We confess that Christ, the New Adam, came into the world, so that He might give life to all and renew mankind which through the old Adam had been condemned to corruption, sin and death. He, who is uncircumscribed by space and time, by His nature, in His providence and the Father’s will entered into the finitude and time of this world, as one from this world, so that He might give life to those who were in this world and so that those ensnared by the deceitful devices of evil through Christ might come to God the Father. “For what the law could not do, in that it was weak through the flesh, God sending his own Son in the likeness of sinful flesh, and for sin, condemned sin in the flesh (Rom. 8:3).” In fulfillment of all this, He, the Apostle and High Priest of our confession, our Lord Jesus Christ, offered Himself as the sacrifice of reconciliation to God the Father, so that by His blood He might redeem all, the living and the dead (Hebr. 9: 14, 28). He, who is Living and Life-Giver, was crucified and tasted death for all, with body united with His Divinity was placed in the tomb, and with soul inseparable from His Divinity descended into Hell, preached to the spirits imprisoned by the evil one, showing the renewal and light of salvation, destroyed hell and freed the spirits. Then on the third day, through His miraculous and glorious resurrection, He became the first-born of the dead.
We believe that our Lord Jesus Christ with the same body divinely ascended into the heaven of heavens, sat on the throne of His eternal glory, at the right hand of the Father, from Whom is always indivisible in His Divinity.

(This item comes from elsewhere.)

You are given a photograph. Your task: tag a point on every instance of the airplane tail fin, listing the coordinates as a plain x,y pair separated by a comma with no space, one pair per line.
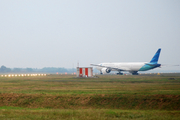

He shall come with the same body and with the Glory of the Father, to judge and requite all justly.
We believe in the Holy Spirit, consubstantial and co-creator with the Father and Son, Who with uncircumscribable power moved upon the waters and bore life to all creatures, Who spoke in the Law, the Prophets and the Gospels, descended as a dove upon the Jordan, to give glory to His Co- being, miraculously showed forth in the Lord’s divine plan for salvation (economy of salvation), was imprinted upon the Apostles by the breath of the Only-Begotten Son, then on the fiftieth day of the Resurrection of the Lord in the form of fiery tongues He descended upon the apostles by His economy and filled the creation, redeemed by the incarnate Word. He preached through the mouths of the apostles, He made the teachers of the Church, brilliant with His divine knowledge and genius, and dwelt in the saints.
We believe in only one Universal and Apostolic Holy Church, which is the mystical body of Christ (Eph. 1:23, Col. 1:24) and His living kingdom in heaven and on earth (Luke 1:33, John 18:36, Rev. 20:1-6), whose head is He, Christ (Eph. 5 :23, Col. 1: 18), and whose foundation is the confession of orthodox faith (Matt. 16: 16-19), and whose members (I Cor.6: 15, Eph. 5:30) and stones are those who confess God in spirit and truth (John 4:23-24, I Peter 2:4-10). We believe in the sacred mysteries of the Church, the resurrection of the dead, the reward and punishment of works, and the life everlasting.
We wrote all this, following the teachers of our faith and of our fathers, through whom, as through a window, the true light of the knowledge of our belief in the All-Holy Trinity dawns. It is God, who revealed Himself, the Father revealed the Son and the Holy Spirit; the Son, the Father and the Holy Spirit; and the Holy Spirit, the Son and the Father. And it is with life- giving belief in the Triune Divinity we live, move and exist (Acts 17:28), hoping to be worthy of the salvation of our souls and life everlasting.